Updated July 9, 2026 6 min read

Study abroad programs often come with costs that sit outside the normal tuition bill: program fees, airfare, housing in another city or country, a visa, and everyday living expenses for a semester or more. Because those costs frequently aren’t covered by federal student aid, some students or families consider a personal loan to fill the gap.

The short answer

A personal loan can cover the non-tuition costs of a study abroad program, such as travel, housing, and living expenses, since it’s unrestricted, unsecured borrowing separate from the education-specific financial aid system. It’s a meaningfully different product from a student loan, though, both in how it’s underwritten and in what protections and repayment options come attached to it.

Why the costs fall outside typical aid

Tuition for a study abroad semester is sometimes billed through the home institution and covered, at least partly, by the same financial aid or student loans that apply to a normal semester. Program fees, international airfare, a security deposit on housing abroad, visa costs, and day-to-day living expenses in a different city or country are frequently separate from that tuition bill and not automatically covered by the same aid package. That gap is what leads some students and families to look at other financing, including a personal loan, to cover the difference.

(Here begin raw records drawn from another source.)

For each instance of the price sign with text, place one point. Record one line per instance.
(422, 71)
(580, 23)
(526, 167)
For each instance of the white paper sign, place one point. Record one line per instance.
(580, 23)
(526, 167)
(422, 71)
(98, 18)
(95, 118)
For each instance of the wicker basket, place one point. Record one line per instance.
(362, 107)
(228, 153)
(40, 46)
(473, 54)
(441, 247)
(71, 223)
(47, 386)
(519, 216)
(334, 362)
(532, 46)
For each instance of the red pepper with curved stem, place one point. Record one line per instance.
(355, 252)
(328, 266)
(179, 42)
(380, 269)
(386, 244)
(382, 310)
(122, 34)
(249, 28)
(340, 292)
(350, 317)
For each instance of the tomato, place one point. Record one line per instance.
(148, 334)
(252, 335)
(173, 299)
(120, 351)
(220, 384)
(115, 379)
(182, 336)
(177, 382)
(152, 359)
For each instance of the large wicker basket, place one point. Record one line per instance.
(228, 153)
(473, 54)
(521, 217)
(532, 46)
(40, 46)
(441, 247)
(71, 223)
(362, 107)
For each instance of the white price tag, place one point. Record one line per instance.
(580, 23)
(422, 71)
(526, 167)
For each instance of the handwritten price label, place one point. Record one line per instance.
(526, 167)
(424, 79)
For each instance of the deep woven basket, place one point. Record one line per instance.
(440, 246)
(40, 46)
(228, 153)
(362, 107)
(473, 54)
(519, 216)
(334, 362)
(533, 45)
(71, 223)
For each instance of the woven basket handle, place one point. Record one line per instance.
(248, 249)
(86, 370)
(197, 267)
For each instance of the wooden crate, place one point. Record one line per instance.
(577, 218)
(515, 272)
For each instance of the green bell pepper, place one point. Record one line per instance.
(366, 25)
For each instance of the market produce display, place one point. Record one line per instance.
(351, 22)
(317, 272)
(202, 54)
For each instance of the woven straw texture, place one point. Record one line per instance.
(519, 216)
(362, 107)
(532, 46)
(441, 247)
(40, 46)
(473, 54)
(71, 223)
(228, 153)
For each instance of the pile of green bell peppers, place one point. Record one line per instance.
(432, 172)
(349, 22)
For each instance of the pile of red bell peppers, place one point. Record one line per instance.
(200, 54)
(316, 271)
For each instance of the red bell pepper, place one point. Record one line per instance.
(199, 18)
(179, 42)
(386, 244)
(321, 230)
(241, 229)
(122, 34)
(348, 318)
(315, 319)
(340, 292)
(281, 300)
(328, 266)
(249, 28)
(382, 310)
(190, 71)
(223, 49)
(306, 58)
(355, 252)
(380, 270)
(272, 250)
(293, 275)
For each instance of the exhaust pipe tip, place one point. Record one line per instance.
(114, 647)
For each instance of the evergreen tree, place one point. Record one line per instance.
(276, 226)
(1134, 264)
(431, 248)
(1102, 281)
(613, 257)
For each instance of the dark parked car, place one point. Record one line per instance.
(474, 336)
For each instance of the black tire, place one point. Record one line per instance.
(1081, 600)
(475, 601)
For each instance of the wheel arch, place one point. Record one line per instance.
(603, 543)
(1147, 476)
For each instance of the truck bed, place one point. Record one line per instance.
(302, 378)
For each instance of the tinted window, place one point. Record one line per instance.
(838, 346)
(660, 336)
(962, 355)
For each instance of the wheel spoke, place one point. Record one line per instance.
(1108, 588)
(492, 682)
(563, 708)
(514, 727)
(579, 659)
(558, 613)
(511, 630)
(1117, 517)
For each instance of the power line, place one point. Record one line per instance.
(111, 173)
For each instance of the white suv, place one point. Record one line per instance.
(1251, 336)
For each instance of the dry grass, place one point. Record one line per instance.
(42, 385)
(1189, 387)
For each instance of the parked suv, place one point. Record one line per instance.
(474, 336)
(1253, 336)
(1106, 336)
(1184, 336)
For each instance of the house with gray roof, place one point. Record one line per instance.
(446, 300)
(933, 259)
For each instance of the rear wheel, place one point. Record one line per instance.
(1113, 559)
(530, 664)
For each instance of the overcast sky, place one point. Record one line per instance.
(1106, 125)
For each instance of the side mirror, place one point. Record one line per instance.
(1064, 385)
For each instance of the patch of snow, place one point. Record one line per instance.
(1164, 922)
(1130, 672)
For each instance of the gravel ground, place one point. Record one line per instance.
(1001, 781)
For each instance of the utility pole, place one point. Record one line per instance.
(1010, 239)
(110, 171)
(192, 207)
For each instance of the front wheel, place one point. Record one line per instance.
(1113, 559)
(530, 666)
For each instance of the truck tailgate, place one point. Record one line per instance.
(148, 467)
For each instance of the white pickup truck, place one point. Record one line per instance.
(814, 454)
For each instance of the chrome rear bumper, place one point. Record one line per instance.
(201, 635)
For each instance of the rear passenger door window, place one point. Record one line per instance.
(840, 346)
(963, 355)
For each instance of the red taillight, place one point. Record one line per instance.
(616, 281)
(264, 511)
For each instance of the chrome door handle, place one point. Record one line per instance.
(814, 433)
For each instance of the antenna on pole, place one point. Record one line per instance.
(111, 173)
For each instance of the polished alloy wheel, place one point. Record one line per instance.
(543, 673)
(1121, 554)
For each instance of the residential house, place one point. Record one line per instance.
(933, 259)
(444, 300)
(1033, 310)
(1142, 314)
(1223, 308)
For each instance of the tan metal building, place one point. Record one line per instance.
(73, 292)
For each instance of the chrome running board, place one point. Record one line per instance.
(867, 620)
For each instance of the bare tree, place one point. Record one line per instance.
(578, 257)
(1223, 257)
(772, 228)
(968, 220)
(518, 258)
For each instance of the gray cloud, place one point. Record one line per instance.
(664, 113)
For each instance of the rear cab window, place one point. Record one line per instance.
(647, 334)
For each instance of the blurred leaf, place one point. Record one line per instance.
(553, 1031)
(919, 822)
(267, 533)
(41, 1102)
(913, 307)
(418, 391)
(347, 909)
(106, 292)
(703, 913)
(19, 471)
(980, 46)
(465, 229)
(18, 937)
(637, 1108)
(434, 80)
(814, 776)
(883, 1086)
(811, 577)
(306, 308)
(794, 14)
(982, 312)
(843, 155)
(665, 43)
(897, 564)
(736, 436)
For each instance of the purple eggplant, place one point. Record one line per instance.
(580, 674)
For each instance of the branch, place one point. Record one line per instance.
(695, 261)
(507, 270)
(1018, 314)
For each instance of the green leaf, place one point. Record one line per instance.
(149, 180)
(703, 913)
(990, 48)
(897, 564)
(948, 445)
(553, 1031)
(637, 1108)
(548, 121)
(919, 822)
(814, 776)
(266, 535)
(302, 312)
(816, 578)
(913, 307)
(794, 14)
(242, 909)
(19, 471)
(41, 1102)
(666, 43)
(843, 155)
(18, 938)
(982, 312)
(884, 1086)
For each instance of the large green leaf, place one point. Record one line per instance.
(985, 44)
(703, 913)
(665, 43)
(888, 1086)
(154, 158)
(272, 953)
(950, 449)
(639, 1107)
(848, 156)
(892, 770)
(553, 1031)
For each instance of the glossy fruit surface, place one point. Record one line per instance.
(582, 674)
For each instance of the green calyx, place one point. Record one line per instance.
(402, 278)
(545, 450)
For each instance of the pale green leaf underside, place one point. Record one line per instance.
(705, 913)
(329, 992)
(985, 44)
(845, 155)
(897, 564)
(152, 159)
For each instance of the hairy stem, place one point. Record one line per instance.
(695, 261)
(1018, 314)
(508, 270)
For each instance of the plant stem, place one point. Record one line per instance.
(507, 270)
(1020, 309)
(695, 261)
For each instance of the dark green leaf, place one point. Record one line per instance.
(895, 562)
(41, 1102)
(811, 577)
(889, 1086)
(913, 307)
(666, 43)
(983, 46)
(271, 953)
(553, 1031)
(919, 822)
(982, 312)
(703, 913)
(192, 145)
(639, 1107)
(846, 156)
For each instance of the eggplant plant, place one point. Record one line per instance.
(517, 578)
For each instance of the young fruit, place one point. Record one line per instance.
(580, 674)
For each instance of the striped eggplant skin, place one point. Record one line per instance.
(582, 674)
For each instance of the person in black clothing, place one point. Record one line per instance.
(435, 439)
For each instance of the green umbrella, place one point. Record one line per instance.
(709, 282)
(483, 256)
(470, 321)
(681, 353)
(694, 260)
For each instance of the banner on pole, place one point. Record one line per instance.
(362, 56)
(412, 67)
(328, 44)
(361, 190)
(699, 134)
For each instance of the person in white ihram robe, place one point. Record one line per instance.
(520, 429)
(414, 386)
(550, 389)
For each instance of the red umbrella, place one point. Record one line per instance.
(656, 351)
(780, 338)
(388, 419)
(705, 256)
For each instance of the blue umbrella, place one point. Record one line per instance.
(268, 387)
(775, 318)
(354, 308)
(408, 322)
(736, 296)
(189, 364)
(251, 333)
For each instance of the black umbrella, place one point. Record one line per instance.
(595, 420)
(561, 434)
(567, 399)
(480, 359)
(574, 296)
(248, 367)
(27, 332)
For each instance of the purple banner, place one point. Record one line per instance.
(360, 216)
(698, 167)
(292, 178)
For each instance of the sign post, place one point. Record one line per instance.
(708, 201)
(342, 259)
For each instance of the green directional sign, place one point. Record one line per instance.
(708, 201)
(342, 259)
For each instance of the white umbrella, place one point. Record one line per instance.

How a personal loan differs from student loan financing

Federal student loans come with borrower protections that don’t extend to personal loans: income-driven repayment options, deferment in certain circumstances, and, for federal loans specifically, a defined repayment structure built around education debt. A personal loan, by contrast, is underwritten based on the applicant’s own income and credit, has a fixed repayment schedule from day one regardless of post-graduation income, and doesn’t carry education-loan-specific protections. For a student without independent income or credit history, qualifying for a personal loan on their own can also be harder than qualifying for federal student aid, which is why some families involve a parent or guardian as the borrower instead.

Weighing the cost against the experience

Setting the loan up deliberately

Because study abroad financing often needs to be arranged well before the trip, and because it adds a fixed obligation on top of any existing student debt, it helps to treat it as part of a broader plan rather than a decision made in isolation from other financial goals. Borrowing only what the program genuinely requires, and having a clear sense of the monthly payment once repayment starts, keeps the loan from becoming a larger burden than the experience justifies.

What to weigh

A personal loan is one legitimate way to fund the parts of a study abroad program that fall outside normal tuition financing, but it’s worth being clear-eyed that it behaves like any other personal debt once the program ends. Comparing the total cost of the loan against the specific value of the program, rather than treating the opportunity as priceless, tends to lead to a more sustainable decision.